By: Yedod Snir
RAS provides us with an alternative to ponds, cages and wild catch. In RAS we grow Seafood on land, with minimum resources and isolated from the Environment. The growing demand for seafood and protein to feed the billions of people on earth and the scarcity of natural resources, has made the development of RAS a necessity, not a choice.
Despite the steep learning curve of RAS, many companies are invested in large projects to offset the high investment required per production unit capacity (Economy of scale) This magnified risk is not necessary with the right technologies and design. With regards to the cost of production, growing fish in RAS which is designed and operated correctly, can be cost-competitive.
Small footprint – with avg. densities at approx. 4-5 x cages and 40 x ponds, RAS is compact, allowing its convenient deployment in population centers.
Controlled conditions – Temps, Salinity, Photoperiod are some of the most critical drivers of the major physiological processes.
Reduced labour – A smart Ergonomic design will achieve significant cost saving through mechanization and automation.
Market advantage – Potential for a fresh locally produced wholesome product that can hit the markets daily with consistent quality and a competitive price (Freight savings).
Ecological – Primary oxidation of Nitrogen (No3) and Carbon (Co2), or with further efforts completion of C&N cycle through degassing or N&P via crop root uptake.
Biosecurity – A land-based Ecosystem that reduces the propagation of common pathogens such as Sea lice and/or Bacterial and Viral agents.
Small footprint – High fish densities demand efficient oxygen dissolving systems which require complex gas fundamentals understanding and management.
Controlled conditions – Many parameters cannot be measured practically inline or controlled and the greater Recirculation to control those parameters conversely decreases control.
Reduced labour – A smaller staff requires retaining a carefully selected “A team” of dedicated professionals with a deep understanding of the system.
Market proximity – The Carbon footprint is not necessarily lower than other culture systems, contingent on, location, RAS design, and operations.
Ecological – In absence of Denitrification or Crop Nutrient assimilation, RAS basically converts Organic to Inorganic Nitrogen and increases Phosphate.
Biosecurity – Poor water or feed quality in RAS may create novel pathogens which are unique to the system and do not respond to generic treatments developed and applicable to vast regions of culture.
Capital investment – RAS is capital intensive and is set for unexpected maintenance and depreciation costs if built wrong. The real ROI for most RAS systems is still very low.
Operating expenditure – A poorly executed design exacerbated by a poor operation will increase OPEX to a point where the Economy of scale is considered as a strategy for the wrong reasons.

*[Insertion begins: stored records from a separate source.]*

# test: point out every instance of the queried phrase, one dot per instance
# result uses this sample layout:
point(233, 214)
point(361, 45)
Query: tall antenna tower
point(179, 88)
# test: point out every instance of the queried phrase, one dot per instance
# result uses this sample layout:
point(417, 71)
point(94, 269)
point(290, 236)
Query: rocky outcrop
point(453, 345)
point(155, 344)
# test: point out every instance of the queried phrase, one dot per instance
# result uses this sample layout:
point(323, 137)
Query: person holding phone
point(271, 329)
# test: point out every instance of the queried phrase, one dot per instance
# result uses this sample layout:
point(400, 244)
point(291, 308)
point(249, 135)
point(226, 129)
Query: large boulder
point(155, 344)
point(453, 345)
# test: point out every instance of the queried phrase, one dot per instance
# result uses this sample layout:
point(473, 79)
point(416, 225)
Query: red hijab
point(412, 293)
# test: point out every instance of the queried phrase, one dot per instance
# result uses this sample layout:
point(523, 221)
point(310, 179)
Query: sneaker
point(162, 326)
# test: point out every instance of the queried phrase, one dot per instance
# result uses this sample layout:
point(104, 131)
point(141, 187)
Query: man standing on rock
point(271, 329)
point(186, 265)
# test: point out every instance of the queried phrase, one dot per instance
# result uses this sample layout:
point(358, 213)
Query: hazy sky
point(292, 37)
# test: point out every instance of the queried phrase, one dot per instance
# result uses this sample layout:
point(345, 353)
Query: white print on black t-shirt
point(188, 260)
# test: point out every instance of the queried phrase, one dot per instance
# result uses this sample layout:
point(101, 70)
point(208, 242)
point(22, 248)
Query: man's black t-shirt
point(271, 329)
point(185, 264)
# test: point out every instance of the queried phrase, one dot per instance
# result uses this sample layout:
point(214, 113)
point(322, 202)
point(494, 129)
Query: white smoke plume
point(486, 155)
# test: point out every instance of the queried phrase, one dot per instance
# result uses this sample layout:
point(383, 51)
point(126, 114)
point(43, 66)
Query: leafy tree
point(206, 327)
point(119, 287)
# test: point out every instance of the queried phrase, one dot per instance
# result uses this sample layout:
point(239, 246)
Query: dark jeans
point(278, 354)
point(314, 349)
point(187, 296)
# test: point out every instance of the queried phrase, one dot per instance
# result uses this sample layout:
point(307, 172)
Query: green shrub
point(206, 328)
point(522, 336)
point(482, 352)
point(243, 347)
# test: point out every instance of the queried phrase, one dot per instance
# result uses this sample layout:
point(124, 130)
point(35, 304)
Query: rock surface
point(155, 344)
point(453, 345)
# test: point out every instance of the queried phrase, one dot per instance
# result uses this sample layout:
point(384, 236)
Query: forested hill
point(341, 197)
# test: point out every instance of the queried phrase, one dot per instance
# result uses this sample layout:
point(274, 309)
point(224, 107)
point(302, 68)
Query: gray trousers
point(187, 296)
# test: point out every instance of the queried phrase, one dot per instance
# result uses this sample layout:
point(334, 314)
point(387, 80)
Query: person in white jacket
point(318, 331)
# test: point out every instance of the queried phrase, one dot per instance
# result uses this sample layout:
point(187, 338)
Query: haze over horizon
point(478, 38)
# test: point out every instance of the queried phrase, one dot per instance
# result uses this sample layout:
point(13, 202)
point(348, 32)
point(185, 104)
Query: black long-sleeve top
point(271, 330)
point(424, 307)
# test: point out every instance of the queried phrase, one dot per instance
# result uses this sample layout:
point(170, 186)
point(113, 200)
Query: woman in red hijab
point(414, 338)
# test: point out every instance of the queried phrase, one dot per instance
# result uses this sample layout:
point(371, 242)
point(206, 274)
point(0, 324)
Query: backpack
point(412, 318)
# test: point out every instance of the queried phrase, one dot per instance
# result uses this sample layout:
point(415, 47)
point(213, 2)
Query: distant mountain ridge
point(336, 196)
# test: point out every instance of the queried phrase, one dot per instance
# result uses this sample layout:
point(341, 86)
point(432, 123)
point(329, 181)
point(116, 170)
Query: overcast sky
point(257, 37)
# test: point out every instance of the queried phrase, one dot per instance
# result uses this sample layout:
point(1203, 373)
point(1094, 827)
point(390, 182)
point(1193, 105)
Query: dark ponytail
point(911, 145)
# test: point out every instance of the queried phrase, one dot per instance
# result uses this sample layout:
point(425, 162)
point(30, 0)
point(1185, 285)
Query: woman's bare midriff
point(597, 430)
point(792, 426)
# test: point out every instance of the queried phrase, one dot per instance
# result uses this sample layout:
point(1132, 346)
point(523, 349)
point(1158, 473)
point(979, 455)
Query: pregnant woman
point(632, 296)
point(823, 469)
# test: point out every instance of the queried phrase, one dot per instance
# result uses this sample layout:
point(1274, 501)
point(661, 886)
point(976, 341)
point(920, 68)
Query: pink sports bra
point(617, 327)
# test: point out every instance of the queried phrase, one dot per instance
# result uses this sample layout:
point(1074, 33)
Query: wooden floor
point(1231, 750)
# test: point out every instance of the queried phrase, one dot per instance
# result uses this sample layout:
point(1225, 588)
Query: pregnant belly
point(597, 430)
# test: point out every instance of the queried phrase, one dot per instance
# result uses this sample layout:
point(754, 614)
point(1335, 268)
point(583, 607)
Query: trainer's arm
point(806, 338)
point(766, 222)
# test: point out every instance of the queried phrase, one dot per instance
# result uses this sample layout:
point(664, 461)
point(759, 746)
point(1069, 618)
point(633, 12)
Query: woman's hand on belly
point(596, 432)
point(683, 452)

The Environment – RAS started as an environmentally friendly concept to save water and reduce impacts. Today in many parts of the world, water scarcity and partial nutrient cycles are simply not technically or economically sustainable.
The Image – Crowded culture conditions gives RAS a bad image as if the fish are “swimming in their own waste”. It doesn’t help to have projects that have rusty corrosive buildings.
The RAS Paradox: “Everything is under “Control!”
The term “Technology” is being tossed around for marketing purposes these days to confer a sense of mechanical predictability, but the economic success of an Intensive RAS company is more dependent on people than any other standalone factor! Every single link of the Value Chain is critical, and this goes on 24/7. Monitoring and even control Technology is advancing and supports RAS redundancy, however, adds to the complexity so must be used strategically.